Kimisi bir deniz olmak için hiç olmadığı kadar mavi olmaya çalışıyor, maviye kavuşmak için... Kimisi gökyüzünü seyre dalmış, denizin üzerinden geçen mavi tonlarından bir haber. Kimisi de maviden bile daha haberdar değil. Gökyüzü mü aşık sence denize? Deniz mi muhtaç bu kadar güzel görünmek için gökyüzüne? Bunlar, mavinin ve gökyüzünün iç çatışmaları. Sana bir başka bir sır daha vermemi ister misin? Bunları ne denizin üzerinden ne de gökyüzünde bir buluttan yazıyorum dostum. Bunları, mavi olarak daldığım fakat bugün siyahlıktan başka bir renk göremediğim bir denizin en dibinden çıkarıyorum. Daldır gözlerini... O zaman buraya benim ve insanların nasıl düştüklerinden bahsedelim? Sende burada olup olmadığına karar ver.
Her insan, gece saatlerinde iç sorunlarıyla kavgalı olduğunu söyler, ağlanıyorsa gece, şiir yazılacaksa gece, birileri aranacaksa gece, kulakların bir ses duymak istediğinde bir kez daha gece. Lâkin bu kulaklar, bu kalem, bu gözler gündüzde sana ait. Fakat neden tüm hissiyat dolu her şey gece? Sende tüm savaşlarını gece veriyorsan, denize dalmayı başarmışsın. Ama sistem sana çelmesini takmayı hiç bırakmıyor, karanlığa ne kadar vakit ayırırsan artık senden biri gibi değil, sen olmaya başlıyor. Buralara geldiysen, muhtemelen bir 3 dakikalık Sezen Aksu şarkısı senide 3 yıl geriye götürmüş belli ki.. Yağmurlu havalarla aran nasıl? Seviyor veya nefret ediyor olmanı sormuyorum bunu karıştırma, kaç sigara yakıyorsun? Kaç kahve? Akşam vakitlerine girmeye ramak kala mı dürtüyor artık seni kasvetin? İlgilendikçe sana hakim olacağını söyledim, bu saatlerde canlı veya cansız bir varlığa çok boş gözlerle baktığını da biliyorum. Artık bağırdığımda beni azda olsa işitecek mesafedesin. Buralarda olmanı ben istedim ama sen geldin.. Dalıştan sonraki nefesini tutma süren daha fazla artıyor, bunu da biliyorum...
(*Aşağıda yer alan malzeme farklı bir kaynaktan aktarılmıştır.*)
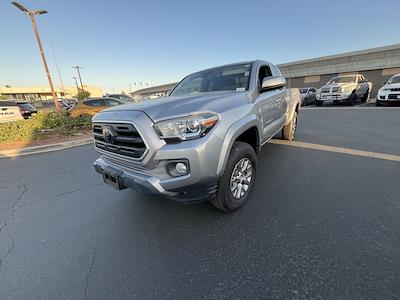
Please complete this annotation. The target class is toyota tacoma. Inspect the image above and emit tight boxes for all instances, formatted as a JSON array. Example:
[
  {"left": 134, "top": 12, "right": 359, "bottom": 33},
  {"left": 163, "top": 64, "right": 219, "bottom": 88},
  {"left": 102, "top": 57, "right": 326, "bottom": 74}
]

Sen kapıyı açmadan, yanıma ulaşmadan sana nasıl buraya kendimi tekrar nasıl bıraktığımı anlatmalıyım, hep burda değildim merak etme. Nefes alıp, tekrar boğdum kendimi. Bak dostum, mükemmel bir kadın tanıyorum, psikolojik sıkıntılar yaşadığım anlarda sesini benden esirgemeyen, "deli" yakıştırmasını yaptıkları anda bile çabalayan. Ama sorun vardı, bu çabayı görebiliyordum fakat unutulan bir şey vardı, ben zaten boğulmuş bir balıktım bana nefes vermek anlamsızdı... Ama tabii ki nefesi kesmesi, mükemmel olduğunu hiç değiştirmedi... Nefesimi tekrar sıkı bir şekilde toparlayıp dip de olan yerime doğru ilerledim, hayır dostum, deli değilim... Sadece o nefes vermeyi kesti bende yaşıyor olduğum yalanına son verdim hepsi bu. Geceleri uğradığım bir limandı burası önceleri, sonra manzarasını sevdim, sessizliğini. Sonra sabah da asık suratımla yargılamadı, karşıladı beni burası. Öğlen de, akşam da, gece de. Tüm saydığım vakitlere aitim artık ben. Hep ölü. Gece deniz, sabah gökyüzüyüm ama hep siyahım. O kapıyı açmadan bir daha düşün, su içinde boğulan benim de sen gerçekten suda mısın?